39. Further s. 41(3) does not oblige the court to draw any inferences but the court has discretion to do so. As the section stands, it provides for the court to evaluate and assess the significance of the evidence before it. It does not infringe on the accused’s right to the presumption of innocence.

40. Similarly the Supreme Court in Hardy in dismissing the appeal held:-

      “…in the course of a trial for an offence under s. 4, sub-s. 1 of the Explosive Substances Act, 1883, the prosecution remained under an obligation to prove all the elements of the offence beyond a reasonable doubt; the principle that an accused must be tried in due course of law was not infringed by a statutory provision which permitted the drawing of inferences from facts proved beyond a reasonable doubt by the prosecution”.
41. I accept the submission of Mr. Callanan that the burden of proving, beyond reasonable doubt, remains on the prosecution throughout any action taken under the legislation and s. 41(3) of the 1999 Act merely provides that an accused may have an evidentiary burden to displace where prima facie there is evidence pointing to his guilt.

42. Section 41(3) of the Criminal Justice Act, 1999 does not discharge the prosecution of the onus to prove the act alleged beyond reasonable doubt. Further, nothing in the section invalidates the right to a trial in due course of law. Hederman J. in Hardy stated:-

      “…this analysis complies with our well-established criminal law jurisprudence in regard to having trials in due course of law. That constitutional requirement applies whether the offence is made an offence under a pre or post constitutional enactment. It protects the presumption of innocence; it requires that the prosecution should prove its case beyond all reasonable doubt; but it does not prohibit that, in the course of the case, once certain facts are established, inferences may not be drawn from those facts and I include in that the entitlement to do this by way of documentary evidence. What is kept in place, however, is the essential requirement that at the end of the trial and before a verdict can be entered the prosecution must show that it has proved its case beyond all reasonable doubt.”
43. It is clear from the decision in Rock that the provisions under s. 41(3) of the Criminal Justice Act, 1999 do not oblige a court to draw inferences – the court retains discretion to do so.

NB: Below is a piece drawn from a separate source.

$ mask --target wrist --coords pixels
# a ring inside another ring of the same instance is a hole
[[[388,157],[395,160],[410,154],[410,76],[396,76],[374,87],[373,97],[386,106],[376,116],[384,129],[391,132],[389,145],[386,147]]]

The court has an obligation to ensure that no improper or unfair inferences are drawn. I am of the view that there is nothing contained in s. 41(3) of the 1999 Act that would limit this obligation.

44. Further the court has an inherent obligation to conduct a trial in a manner consistent with the plaintiff’s constitutional rights, which would include allowing him to rebut any evidence offered against him.

45. On the basis of the contentions submitted on the plaintiffs behalf, I am not satisfied that s. 41 of the Criminal Justice Act 1999 is incompatible with Article 38 of the Constitution.

46. Further, the plaintiff does not satisfy this Court that the provision is incompatible with Article 6 of the ECHR. Having considered the argument in Meadows, I am satisfied that the argument put forward by counsel for the plaintiff in relation to proportionality is not relevant to these proceedings. There is nothing contained in s. 41(3) which renders it disproportionate and/or unreasonable. As stated above, s. 41(3) does not create a presumption. It merely allows the court to make certain inferences, on the basis of proven facts and such inferences cannot be disproportionate, illogical or speculative.

47. With regard to the submissions made in respect of Telfner, I am satisfied that that case concerned the legitimacy of a court drawing inferences from an applicant’s silence. No such concern in raised in the present case. Section 41(3) of the Criminal Justice Act, 1999 does not provide that a court can draw inferences from silence. As I stated previously, the only inferences a court may make under s. 41(3) are those pertaining to certain facts which are proved beyond a reasonable doubt to the court.

48. Accordingly, I refuse to grant the reliefs as sought.